A question I often hear is: can we really overcome our limitations? Is it useful to think it is possible? Or does it just lead us to delude ourselves? Does it mean being inconsiderate? Can it lead us to frustration?
We are all limited both concretely as well as mentally. Whether our mental boundaries
are narrow or extremely broad, they are present anyway: we cannot deny this fact. The flexibility of such limitations always provides ground for debate.
Scholars who study the brain are divided among those who support an almost unlimited neuroplasticity and others who hypothesize that our brain’s “wiring patterns” are substantially stable over time and thus cannot be changed (have a look at this site). While from a theoretical point of view this issue is still debated, it is irrelevant on a more individual and pragmatic note. Even if it were true that we are all more or less limited in terms of developing our potential, what really matters is the way in which we decide to treat our limitations and our strengths.
The way we look at ourselves makes all the difference. Our beauty, when we look at ourselves, is in our own eyes.

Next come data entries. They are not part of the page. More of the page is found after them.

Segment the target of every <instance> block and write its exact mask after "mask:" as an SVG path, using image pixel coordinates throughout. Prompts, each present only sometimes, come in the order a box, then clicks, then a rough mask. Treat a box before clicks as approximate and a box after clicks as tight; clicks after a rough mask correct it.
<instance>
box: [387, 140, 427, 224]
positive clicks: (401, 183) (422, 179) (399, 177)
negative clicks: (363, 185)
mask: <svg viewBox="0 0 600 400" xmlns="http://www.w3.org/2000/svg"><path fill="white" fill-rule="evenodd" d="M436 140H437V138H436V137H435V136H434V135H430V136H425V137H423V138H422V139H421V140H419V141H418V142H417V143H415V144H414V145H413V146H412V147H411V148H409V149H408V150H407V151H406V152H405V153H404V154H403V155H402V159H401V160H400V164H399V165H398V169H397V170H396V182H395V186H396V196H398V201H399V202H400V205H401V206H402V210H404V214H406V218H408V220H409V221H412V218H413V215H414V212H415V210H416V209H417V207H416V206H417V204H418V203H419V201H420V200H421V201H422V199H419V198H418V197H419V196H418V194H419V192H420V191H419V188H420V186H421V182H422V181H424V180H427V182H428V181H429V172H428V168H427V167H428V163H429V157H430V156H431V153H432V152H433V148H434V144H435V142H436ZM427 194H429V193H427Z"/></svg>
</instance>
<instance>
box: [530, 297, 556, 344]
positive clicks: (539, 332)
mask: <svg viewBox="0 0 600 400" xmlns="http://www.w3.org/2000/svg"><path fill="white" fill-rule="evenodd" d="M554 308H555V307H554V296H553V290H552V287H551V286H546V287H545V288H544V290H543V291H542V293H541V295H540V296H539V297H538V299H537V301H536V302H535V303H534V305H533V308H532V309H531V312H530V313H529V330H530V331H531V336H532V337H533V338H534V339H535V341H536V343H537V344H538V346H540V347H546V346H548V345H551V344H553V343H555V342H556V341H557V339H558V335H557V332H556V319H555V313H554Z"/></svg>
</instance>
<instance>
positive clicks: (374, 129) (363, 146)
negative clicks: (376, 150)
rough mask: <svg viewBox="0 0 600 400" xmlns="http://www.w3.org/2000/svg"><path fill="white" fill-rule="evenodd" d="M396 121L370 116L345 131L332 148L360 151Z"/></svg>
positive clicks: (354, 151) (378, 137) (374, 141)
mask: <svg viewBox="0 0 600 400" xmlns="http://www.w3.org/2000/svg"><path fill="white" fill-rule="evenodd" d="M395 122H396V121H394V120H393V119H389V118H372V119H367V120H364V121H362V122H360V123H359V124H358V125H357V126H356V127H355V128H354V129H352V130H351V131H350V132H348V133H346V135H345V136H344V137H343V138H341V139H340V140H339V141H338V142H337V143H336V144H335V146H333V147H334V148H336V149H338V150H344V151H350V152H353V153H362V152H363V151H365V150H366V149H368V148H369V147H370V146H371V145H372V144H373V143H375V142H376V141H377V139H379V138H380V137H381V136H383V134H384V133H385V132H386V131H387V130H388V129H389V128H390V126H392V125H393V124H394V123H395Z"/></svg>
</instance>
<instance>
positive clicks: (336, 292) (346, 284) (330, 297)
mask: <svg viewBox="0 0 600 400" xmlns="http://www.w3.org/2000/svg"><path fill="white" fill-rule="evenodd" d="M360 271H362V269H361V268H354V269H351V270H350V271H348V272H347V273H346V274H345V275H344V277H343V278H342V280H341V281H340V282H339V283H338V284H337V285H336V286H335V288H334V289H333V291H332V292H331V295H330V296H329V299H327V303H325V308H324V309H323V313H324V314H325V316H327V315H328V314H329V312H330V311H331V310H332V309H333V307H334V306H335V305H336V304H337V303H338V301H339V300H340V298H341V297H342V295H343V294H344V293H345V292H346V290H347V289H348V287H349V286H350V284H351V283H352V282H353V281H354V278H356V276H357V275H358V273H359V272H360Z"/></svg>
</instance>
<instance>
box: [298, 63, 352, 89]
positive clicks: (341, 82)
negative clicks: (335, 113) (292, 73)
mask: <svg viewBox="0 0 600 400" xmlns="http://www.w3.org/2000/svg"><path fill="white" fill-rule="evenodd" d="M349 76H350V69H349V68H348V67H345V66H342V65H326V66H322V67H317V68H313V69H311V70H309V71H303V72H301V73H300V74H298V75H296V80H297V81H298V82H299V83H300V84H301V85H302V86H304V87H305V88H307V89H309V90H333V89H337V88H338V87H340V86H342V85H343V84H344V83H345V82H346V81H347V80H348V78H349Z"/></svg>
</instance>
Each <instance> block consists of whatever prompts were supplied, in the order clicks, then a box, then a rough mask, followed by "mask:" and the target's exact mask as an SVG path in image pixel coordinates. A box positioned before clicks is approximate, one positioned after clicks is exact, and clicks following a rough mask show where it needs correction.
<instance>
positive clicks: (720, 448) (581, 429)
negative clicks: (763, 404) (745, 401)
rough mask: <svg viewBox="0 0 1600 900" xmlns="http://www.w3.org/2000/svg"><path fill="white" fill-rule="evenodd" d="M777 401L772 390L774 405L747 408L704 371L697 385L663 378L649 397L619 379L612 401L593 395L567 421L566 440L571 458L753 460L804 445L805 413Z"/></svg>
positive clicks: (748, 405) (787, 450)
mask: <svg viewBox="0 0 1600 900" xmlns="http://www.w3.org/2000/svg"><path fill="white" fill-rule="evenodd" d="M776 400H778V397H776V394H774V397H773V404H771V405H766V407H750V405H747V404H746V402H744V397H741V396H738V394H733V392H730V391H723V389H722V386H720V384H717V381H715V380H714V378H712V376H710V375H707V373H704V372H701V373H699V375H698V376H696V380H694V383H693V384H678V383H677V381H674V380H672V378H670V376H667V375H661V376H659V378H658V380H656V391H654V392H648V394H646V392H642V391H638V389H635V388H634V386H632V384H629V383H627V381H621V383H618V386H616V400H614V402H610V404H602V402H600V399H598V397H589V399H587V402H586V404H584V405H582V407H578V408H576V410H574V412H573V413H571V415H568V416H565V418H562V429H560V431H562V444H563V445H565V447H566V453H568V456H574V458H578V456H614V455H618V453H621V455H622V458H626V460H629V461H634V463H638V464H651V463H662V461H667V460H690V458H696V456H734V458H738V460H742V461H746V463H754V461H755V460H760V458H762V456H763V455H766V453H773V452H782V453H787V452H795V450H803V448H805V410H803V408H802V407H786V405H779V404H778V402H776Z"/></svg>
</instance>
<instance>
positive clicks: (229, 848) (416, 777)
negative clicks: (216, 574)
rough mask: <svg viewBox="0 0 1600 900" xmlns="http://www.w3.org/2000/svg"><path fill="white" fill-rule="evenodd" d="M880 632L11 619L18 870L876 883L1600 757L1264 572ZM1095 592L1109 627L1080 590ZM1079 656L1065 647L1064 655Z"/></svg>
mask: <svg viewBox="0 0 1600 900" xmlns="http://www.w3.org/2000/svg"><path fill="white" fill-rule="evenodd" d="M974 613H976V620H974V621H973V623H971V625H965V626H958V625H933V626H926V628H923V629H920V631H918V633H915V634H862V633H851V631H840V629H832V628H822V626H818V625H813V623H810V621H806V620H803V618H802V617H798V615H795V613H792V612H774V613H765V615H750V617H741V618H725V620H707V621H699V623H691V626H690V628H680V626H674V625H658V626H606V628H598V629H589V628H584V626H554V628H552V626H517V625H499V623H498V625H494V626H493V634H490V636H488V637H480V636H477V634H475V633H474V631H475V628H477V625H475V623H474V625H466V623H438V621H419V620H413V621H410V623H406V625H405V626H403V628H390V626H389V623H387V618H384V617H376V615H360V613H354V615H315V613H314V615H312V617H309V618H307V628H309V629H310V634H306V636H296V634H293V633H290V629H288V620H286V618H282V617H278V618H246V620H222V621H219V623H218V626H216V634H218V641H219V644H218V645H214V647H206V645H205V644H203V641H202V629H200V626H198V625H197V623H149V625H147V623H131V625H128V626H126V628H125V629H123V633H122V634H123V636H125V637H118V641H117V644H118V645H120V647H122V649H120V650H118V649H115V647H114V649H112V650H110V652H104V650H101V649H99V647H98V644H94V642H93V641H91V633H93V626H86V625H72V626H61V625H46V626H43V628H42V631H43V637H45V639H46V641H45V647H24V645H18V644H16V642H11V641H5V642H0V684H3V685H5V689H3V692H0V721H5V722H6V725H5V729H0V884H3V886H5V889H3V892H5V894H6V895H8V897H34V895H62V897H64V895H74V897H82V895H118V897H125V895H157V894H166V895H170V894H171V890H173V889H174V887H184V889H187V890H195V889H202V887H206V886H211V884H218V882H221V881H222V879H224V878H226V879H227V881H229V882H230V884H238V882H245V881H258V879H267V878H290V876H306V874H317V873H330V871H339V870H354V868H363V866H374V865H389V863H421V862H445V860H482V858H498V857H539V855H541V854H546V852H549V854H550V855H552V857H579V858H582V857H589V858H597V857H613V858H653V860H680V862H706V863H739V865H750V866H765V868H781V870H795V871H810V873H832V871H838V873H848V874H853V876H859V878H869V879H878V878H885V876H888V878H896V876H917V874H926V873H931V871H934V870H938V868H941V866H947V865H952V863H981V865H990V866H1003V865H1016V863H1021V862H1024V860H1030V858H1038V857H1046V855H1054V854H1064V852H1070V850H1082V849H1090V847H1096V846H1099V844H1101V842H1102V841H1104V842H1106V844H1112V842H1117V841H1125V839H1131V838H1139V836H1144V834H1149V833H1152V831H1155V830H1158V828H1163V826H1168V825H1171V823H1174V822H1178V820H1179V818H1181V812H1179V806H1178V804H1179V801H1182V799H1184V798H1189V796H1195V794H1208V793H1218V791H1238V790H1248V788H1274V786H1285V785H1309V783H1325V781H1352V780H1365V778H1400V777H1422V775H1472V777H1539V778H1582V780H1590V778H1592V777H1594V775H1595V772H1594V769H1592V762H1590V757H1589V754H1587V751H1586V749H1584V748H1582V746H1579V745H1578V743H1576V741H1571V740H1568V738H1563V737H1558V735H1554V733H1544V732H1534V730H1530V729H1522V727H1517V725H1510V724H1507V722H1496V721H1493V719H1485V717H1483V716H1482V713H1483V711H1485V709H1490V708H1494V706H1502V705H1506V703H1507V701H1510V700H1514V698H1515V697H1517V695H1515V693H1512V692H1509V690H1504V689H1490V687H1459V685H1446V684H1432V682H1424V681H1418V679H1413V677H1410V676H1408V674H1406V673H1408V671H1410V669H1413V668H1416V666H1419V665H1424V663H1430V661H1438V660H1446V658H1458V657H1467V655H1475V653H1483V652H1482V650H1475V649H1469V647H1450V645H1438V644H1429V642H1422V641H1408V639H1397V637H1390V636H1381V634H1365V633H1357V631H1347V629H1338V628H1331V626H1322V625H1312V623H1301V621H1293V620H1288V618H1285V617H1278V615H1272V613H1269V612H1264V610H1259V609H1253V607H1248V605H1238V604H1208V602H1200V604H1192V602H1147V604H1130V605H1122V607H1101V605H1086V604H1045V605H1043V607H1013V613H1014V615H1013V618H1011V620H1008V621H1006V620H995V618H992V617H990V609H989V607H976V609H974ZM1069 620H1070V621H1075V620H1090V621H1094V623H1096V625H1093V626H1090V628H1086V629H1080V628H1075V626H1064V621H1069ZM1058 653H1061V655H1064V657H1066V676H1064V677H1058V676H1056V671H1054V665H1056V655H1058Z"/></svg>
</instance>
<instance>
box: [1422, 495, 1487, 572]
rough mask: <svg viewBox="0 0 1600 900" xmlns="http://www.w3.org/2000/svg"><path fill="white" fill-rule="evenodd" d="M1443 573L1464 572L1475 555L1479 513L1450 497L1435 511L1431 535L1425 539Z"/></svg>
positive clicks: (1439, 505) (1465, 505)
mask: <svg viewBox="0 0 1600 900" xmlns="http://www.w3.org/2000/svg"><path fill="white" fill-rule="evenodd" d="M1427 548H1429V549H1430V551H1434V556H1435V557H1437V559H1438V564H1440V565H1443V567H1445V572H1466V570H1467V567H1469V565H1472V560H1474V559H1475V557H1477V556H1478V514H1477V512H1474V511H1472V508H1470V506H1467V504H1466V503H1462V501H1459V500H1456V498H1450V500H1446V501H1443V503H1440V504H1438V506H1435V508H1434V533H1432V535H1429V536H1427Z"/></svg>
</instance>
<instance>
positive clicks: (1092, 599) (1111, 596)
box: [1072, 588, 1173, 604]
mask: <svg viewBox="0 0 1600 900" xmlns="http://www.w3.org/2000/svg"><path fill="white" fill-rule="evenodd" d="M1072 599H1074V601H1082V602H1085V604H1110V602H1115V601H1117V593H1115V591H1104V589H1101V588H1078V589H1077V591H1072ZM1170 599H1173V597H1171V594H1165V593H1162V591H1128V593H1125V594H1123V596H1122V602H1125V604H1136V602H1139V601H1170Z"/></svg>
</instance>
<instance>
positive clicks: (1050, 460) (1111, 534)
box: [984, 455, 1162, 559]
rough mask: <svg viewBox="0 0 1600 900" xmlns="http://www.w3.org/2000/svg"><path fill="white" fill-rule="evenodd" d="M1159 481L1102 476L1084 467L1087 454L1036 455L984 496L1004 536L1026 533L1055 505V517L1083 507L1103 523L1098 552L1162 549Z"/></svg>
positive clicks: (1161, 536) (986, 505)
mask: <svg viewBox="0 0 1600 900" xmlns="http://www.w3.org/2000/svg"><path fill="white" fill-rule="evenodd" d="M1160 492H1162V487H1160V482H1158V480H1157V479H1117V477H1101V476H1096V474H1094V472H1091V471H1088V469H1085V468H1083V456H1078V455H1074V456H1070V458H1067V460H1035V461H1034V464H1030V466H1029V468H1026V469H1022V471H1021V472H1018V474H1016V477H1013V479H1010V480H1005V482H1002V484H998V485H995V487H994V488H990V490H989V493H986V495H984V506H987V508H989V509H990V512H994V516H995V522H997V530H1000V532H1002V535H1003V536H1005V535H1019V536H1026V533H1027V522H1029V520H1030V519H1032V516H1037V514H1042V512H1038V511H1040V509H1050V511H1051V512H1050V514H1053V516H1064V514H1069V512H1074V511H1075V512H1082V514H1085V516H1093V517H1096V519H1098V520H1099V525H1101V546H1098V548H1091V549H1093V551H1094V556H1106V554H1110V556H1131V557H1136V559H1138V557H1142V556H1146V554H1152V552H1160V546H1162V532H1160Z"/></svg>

There are al least four ways people can look at themselves, their strengths and limitations:
- Denying themselves: people who adopt this attitude don’t look at themselves, tend to look away, don’t care about their growth because they deem it impossible
- Surrendering to themselves: people who adopt this attitude look at themselves with distrust and do not like what they see. They indulge in self pity and think that improvement is too demanding
- Managing themselves: these people look at themselves, accept what they see and try to make the best out of what they have
- Being open to themselves: these people adopt a curious way of looking at themselves, are open to possible evolutions and willing to compel themselves (and to be amazed) too
English is one of my limitations. Over the years, such limitation has become studded with all sorts of rational and reasonable certainties, for example that in order to be proficient in a foreign language, one needs to learn it at a young age or that it is impossible to use a foreign language in a job, like mine, in which choosing “the right word” is so important.
That’s all true. That’s all false.
I discovered two important things. The first is that English facilitates communication rather than complicating it. It helps me to be more direct and straightforward. More honest. It forces me to use a concise style and it frees me from that cultural “viscosity” that often limits communication exchanges between people speaking the same language.
The second thing is that English is capable of moving me deeply. I am thrilled by the possibility of moving beyond my (present) boundaries.
I often hear people using the relay race metaphor, especially when speaking of working groups. One carries the baton and hands it over to the next person who will, in turn, pass the baton over after having run his/her leg…Today I want to think of life as a relay race with oneself.
Every day you are handed the baton over by your old self from yesterday. Do your best and you will pass it over to your new self, tomorrow. You can complain about how the baton got to you, how your old self run the race and about the point you started from or you might as well grab that baton and put yourself to test each day.
This is also to welcome the English version of our website.